Il pleuvait, elle marchait vite. Arrivée à ma hauteur, je l’ai saluée et elle me dit : « Oh ! Vous avez de la chance, vous avez un parapluie, moi, je n’en ai pas… » Je l’abrite sous le mien, et on entame la conversation. Elle me dit qu’elle est contrariée, parce que comme elle avait perdu son parapluie, sa fille lui en a apporté un autre, mais ce matin, impossible de mettre la main dessus. Je lui dis : « Prenez le mien, j’ai un autre à la maison, prenez-le ! » Elle proteste et puis finit par le prendre, toute contente d’être abritée. Elle dit : « Il faut que je regarde bien où vous habitez, car je viendrai vous le rendre ». Je refuse, je lui dis de le garder, d’ailleurs, c’est un parapluie sans aucune valeur. Et puis je ne tiens pas à ce qu’elle descende les marches pour venir chez moi, elle n’est quand même pas très solide, elle pourrait tomber, je le lui dis. « Vous avez peut-être raison », dit-elle en regardant l’escalier. Elle me raconte une chute qu’elle a faite il y a je ne sais combien de temps, et qui lui a laissée des séquelles, elle boîte un peu maintenant.

Elle me remercie beaucoup pour le parapluie. « Oh! Mais qu’est-ce que vous êtes gentille !

Je lui demande si elle a bien supporté le confinement, elle dit qu’à la fin elle en avait « ras le bol ». Elle dit qu’elle n’est plus comme avant, elle se demande si elle ne ferait pas mieux de se « faire disparaître ». Je lui dis qu’il y a beaucoup de gens qui ont du mal, même moi, je le ressens aussi, le confinement nous a usé et démoralisé, mais on va se remettre, qu’elle ne s’inquiète pas. « Vous croyez ? » répond-elle les yeux brillants, et on voit qu’elle ne demande qu’à y croire.

Elle dit qu’elle a son piano avec elle à l’EHPAD, alors elle joue de temps en temps pour elle et pour les autres, plutôt des vieilles chansons et des airs qu’elles connaissent, les autres dames, et ça leur plaît. Mais quand elle était prof de piano, elle enseignait le classique. Quand elle s’ennuie, elle relit des vieilles lettres de ses élèves, beaucoup lui ont écrit, elle dit qu’elle aimerait mieux que tout soit encore comme avant. De temps en temps elle parle à nouveau du parapluie et me remercie encore chaleureusement.

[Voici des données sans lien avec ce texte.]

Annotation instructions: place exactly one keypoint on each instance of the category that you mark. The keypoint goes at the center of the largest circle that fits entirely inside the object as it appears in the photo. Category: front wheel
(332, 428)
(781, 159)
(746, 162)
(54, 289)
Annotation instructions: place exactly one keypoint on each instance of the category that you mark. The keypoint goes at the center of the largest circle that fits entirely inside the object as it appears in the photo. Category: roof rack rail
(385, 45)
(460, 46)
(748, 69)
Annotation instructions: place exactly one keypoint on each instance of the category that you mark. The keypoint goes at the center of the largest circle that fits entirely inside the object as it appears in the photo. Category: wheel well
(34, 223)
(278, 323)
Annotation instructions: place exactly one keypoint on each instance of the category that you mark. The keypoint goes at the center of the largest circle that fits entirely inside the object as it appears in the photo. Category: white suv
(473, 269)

Et puis, voyant l’heure, elle me dit qu’elle doit aller déjeuner, c’est à midi, et elle a juste le temps d’aller se donner un coup de peigne. « Vous savez, le vent et la pluie, ce n’est bon pour les cheveux », me dit-elle, car elle est toujours aussi élégante…

(La première partie de ce récit est parue le 26 mars sous le titre « Une histoire nantaise par temps d’épidémie : la petite dame de l’EHPAD « . Elle avait suscité une proposition de Pierre Blaize, reproduite ci-dessous, avec une réponse de Pascal Puisay. J’ai pour ma part aussi écrit à la nouvelle directrice de l’ehpad pour lui proposer de prendre contact avec des résidents intéressés par l’écriture et de les publier. Je la relancerai.)

Pierre Blaize says:

Un écrit très sensible qui humanise les statistiques et malheureusement nous fait toucher du doigt notre impuissance.
Je ne suis pas compétent en la matière mais ne pourrait-on pas envisager de mettre sur le site de la mairie de courtes vidéos de témoignages des pensionnaires de l’EHPAD qui le souhaiteraient. En retour les pénestinois pourraient leur adresser quelques mots d’affection.
Mais je crains que le personnel est tant à faire que ce ne soit pas possible.Répondre

  1. Pascal Puisay says:
    Bonjour
    Effectivement, le personnel a vu son travail démultiplié par le confinement et il sera difficile je pense en ces temps de restriction de visites de voir aboutir ce projet. Par contre mon sentiment est que rien ne devra plus être identique en sortie de crise et toutes les actions en faveur de la participation des résidents à une vie extra mûros sera la bienvenue. À l’EHPAD de Pénestin il y a plusieurs solutions pour envisager la mise en œuvre de ce projet : joindre la direction qui dispose de plusieurs réseaux via l’animatrice ou le groupe de bénévoles déjà très investi.